CARS.COM — People are often surprised to hear that a dealership's financing and insurance department, or "business office," is a profit center. Reality check No. 2: Everything dealerships sell you represents a profit opportunity. With few exceptions, the dealer is a middleman. In the case of the new car itself, you can't eliminate the middleman. Most state franchise laws prohibit manufacturers from selling directly. But you can eliminate the dealer with regard to financing and insurance if you determine that it's in your best interest.

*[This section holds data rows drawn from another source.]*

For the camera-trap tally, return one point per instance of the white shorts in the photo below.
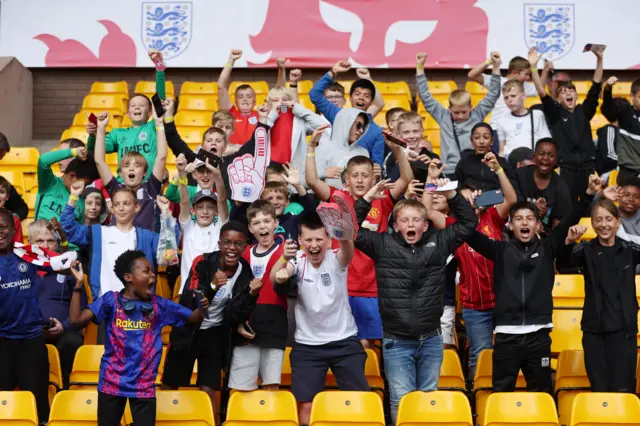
(250, 362)
(447, 325)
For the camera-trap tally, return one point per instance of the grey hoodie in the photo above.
(337, 152)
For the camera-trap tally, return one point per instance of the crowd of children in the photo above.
(260, 269)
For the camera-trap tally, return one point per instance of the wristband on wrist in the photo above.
(430, 187)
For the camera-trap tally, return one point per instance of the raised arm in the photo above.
(320, 188)
(316, 94)
(476, 72)
(488, 102)
(224, 99)
(510, 195)
(534, 58)
(78, 317)
(100, 153)
(406, 173)
(432, 106)
(161, 149)
(378, 101)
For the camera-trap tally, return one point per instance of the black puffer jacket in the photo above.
(411, 278)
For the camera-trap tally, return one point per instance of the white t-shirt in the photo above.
(218, 306)
(259, 261)
(114, 243)
(323, 314)
(501, 108)
(515, 130)
(195, 242)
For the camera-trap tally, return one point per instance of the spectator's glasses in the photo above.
(239, 245)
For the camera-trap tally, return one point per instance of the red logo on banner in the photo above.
(117, 49)
(373, 32)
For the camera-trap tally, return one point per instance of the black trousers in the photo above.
(576, 180)
(111, 408)
(610, 361)
(530, 352)
(24, 363)
(67, 344)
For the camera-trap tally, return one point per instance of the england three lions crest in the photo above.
(166, 27)
(551, 28)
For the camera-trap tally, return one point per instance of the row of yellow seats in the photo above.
(81, 408)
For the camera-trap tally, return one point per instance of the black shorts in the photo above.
(111, 408)
(25, 364)
(309, 365)
(208, 347)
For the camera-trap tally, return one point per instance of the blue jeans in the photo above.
(479, 329)
(411, 365)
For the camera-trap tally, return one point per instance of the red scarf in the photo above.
(281, 134)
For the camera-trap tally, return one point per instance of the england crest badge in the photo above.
(166, 27)
(550, 28)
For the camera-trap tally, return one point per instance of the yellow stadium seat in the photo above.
(20, 159)
(16, 179)
(483, 383)
(118, 87)
(115, 104)
(590, 234)
(597, 409)
(148, 88)
(520, 408)
(475, 88)
(582, 87)
(304, 87)
(568, 291)
(199, 88)
(571, 379)
(622, 88)
(192, 135)
(55, 372)
(86, 367)
(451, 376)
(193, 119)
(275, 408)
(198, 103)
(74, 407)
(394, 88)
(598, 121)
(18, 408)
(347, 407)
(566, 334)
(184, 408)
(439, 408)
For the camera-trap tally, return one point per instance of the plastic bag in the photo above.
(167, 243)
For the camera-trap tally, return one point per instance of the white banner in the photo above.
(316, 33)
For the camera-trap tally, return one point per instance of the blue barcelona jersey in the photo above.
(20, 316)
(133, 345)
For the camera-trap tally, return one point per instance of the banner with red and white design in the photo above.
(316, 33)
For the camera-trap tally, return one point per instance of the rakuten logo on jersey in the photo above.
(23, 284)
(373, 33)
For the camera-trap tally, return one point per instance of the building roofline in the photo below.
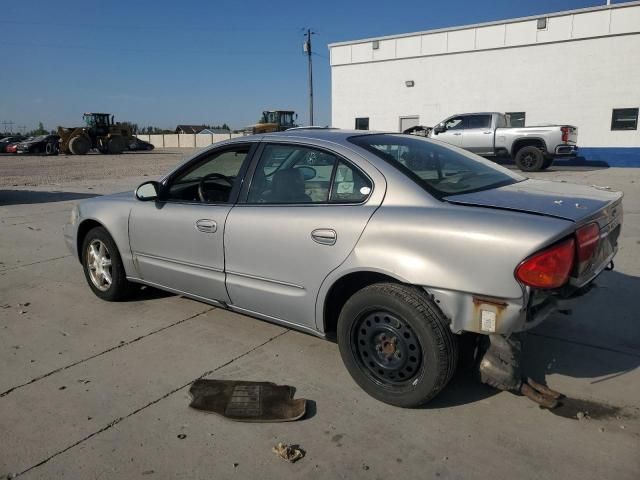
(488, 24)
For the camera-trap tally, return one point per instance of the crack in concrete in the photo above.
(120, 345)
(16, 267)
(116, 421)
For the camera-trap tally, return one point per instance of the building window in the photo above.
(516, 119)
(624, 119)
(362, 123)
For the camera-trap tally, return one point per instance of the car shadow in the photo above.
(147, 293)
(599, 340)
(23, 197)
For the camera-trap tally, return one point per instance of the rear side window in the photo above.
(349, 185)
(296, 174)
(478, 121)
(440, 169)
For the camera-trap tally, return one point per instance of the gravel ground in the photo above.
(33, 170)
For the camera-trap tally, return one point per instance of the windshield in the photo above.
(439, 169)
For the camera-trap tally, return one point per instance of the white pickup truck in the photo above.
(490, 134)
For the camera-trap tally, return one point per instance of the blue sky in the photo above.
(165, 62)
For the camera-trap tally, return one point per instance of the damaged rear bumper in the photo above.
(486, 315)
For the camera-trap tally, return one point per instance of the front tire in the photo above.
(396, 344)
(530, 159)
(79, 145)
(103, 267)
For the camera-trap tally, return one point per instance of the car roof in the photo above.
(328, 134)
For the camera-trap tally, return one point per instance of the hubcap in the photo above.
(99, 265)
(387, 348)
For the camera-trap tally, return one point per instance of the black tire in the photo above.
(51, 148)
(120, 288)
(79, 145)
(116, 145)
(424, 352)
(530, 159)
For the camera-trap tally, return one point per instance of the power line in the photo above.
(137, 50)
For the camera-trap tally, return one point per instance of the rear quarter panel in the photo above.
(459, 248)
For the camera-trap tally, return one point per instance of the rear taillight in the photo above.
(549, 268)
(588, 238)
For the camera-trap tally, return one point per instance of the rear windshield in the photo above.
(440, 169)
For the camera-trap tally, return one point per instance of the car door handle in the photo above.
(324, 236)
(206, 226)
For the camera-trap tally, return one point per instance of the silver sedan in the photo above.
(392, 244)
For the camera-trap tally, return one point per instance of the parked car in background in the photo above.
(391, 243)
(490, 135)
(43, 144)
(136, 144)
(6, 141)
(11, 148)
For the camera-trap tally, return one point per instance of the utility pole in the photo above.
(307, 50)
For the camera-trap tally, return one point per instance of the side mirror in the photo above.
(148, 191)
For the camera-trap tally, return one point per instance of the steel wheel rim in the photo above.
(387, 348)
(528, 160)
(99, 265)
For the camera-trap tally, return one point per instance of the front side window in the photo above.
(210, 180)
(362, 123)
(456, 123)
(442, 170)
(624, 119)
(301, 175)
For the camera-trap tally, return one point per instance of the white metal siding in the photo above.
(575, 71)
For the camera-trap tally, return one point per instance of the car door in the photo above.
(304, 212)
(478, 135)
(178, 241)
(454, 127)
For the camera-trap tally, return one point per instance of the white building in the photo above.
(580, 67)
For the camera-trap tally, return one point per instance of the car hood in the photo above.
(555, 199)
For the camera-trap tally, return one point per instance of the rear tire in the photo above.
(51, 149)
(396, 344)
(530, 159)
(79, 145)
(116, 145)
(103, 266)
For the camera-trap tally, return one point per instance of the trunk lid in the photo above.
(577, 203)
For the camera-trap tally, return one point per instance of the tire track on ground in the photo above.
(115, 422)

With the widespread availability of invoice pricing, it's harder for dealers to squeeze margin out of the new-car transaction. Much of the profit has shifted to the "back end," which includes the F&I department. The F&I department is also where many buyers let their guard down and squander any good negotiating they've done for the vehicle's purchase price.
You have various options for financing a vehicle, including credit unions, banks and dealerships. In some cases, the loan you'd get from a dealer comes from the same bank you could go to yourself. Dealers play the part of loan agent in trying to get you the best rate, but they can and do add percentage points to the rates they obtain from lenders. In many cases, they split the additional profit margin with the lender, so everyone wins — except you. Though its ethics are questionable and consumers have sued dealers over it, this practice isn't currently illegal.

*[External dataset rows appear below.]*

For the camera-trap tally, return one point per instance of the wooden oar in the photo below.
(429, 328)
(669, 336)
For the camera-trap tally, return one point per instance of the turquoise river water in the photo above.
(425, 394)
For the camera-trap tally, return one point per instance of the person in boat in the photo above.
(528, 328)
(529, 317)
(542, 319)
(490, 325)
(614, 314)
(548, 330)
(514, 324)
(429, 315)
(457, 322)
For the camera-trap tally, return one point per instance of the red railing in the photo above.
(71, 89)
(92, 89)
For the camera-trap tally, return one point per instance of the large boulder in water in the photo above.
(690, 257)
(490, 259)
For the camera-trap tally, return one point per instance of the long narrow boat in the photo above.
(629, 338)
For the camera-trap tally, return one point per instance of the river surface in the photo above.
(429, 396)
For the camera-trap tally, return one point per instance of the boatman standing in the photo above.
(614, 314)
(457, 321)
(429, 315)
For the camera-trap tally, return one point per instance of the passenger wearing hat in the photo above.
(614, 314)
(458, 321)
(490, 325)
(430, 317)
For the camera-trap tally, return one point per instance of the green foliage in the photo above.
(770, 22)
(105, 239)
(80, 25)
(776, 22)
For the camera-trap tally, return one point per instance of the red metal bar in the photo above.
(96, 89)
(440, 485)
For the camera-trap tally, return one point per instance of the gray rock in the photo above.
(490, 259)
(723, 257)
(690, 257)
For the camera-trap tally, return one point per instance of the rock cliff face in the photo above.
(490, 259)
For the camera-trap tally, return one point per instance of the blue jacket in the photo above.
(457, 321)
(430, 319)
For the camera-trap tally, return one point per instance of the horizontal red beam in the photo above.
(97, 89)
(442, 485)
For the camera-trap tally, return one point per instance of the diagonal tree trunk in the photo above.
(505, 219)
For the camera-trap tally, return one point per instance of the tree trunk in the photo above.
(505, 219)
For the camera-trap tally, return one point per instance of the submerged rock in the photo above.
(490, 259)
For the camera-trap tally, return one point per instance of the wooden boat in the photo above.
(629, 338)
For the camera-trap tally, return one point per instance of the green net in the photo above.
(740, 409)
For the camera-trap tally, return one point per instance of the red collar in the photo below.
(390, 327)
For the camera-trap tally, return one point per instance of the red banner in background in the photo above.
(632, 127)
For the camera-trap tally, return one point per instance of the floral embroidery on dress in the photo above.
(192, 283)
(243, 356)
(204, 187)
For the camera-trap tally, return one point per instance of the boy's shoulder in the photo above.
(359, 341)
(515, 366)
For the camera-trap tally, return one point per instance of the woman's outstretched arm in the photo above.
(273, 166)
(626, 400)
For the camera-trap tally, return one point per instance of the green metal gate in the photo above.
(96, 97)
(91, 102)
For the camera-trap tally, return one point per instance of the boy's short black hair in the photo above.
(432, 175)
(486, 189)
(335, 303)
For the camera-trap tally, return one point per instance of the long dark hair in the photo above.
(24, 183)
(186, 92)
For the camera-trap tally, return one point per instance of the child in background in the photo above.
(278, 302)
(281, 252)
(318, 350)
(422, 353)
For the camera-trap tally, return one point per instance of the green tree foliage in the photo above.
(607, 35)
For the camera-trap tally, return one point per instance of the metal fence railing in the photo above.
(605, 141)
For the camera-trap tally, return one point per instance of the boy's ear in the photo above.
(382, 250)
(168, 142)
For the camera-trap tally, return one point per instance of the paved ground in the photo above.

However, since many captive financing companies offer discounted loan rates, it's possible to get the best deal by financing at the dealership. Shopping during an incentives period increases your chances for these savings.
In addition to loans and leases, dealerships often offer health, disability and other insurance plans. Some buyers appreciate the opportunity to make all their deals under one roof, but you should look into third-party sources and shop around before choosing an insurance plan.
Back-End Products and Services
The F&I manager is also responsible for selling additional products and services, which are a significant source of dealer profit. They include:
Service contracts: Often referred to as extended warranties, these plans are meant to take over when the manufacturer's warranty runs out and/or cover repairs not accounted for in the manufacturer's warranty. Consider your needs carefully before purchasing a service contract for a new car. While the cost of new cars has risen, so has their reliability. The period between purchase and major scheduled service is longer than ever. And experts say the parts of a car that are most likely to break after the factory warranty expires are typically not covered by third-party service contracts, though there are exceptions, such as four-wheel-drive systems and turbochargers. If you consider a service contract, bear these issues in mind:
- Some contracts have deductibles and some don't. Amounts vary, and you may have to pay a deductible for each claim or even individually for unrelated repairs in the same claim. Get the details.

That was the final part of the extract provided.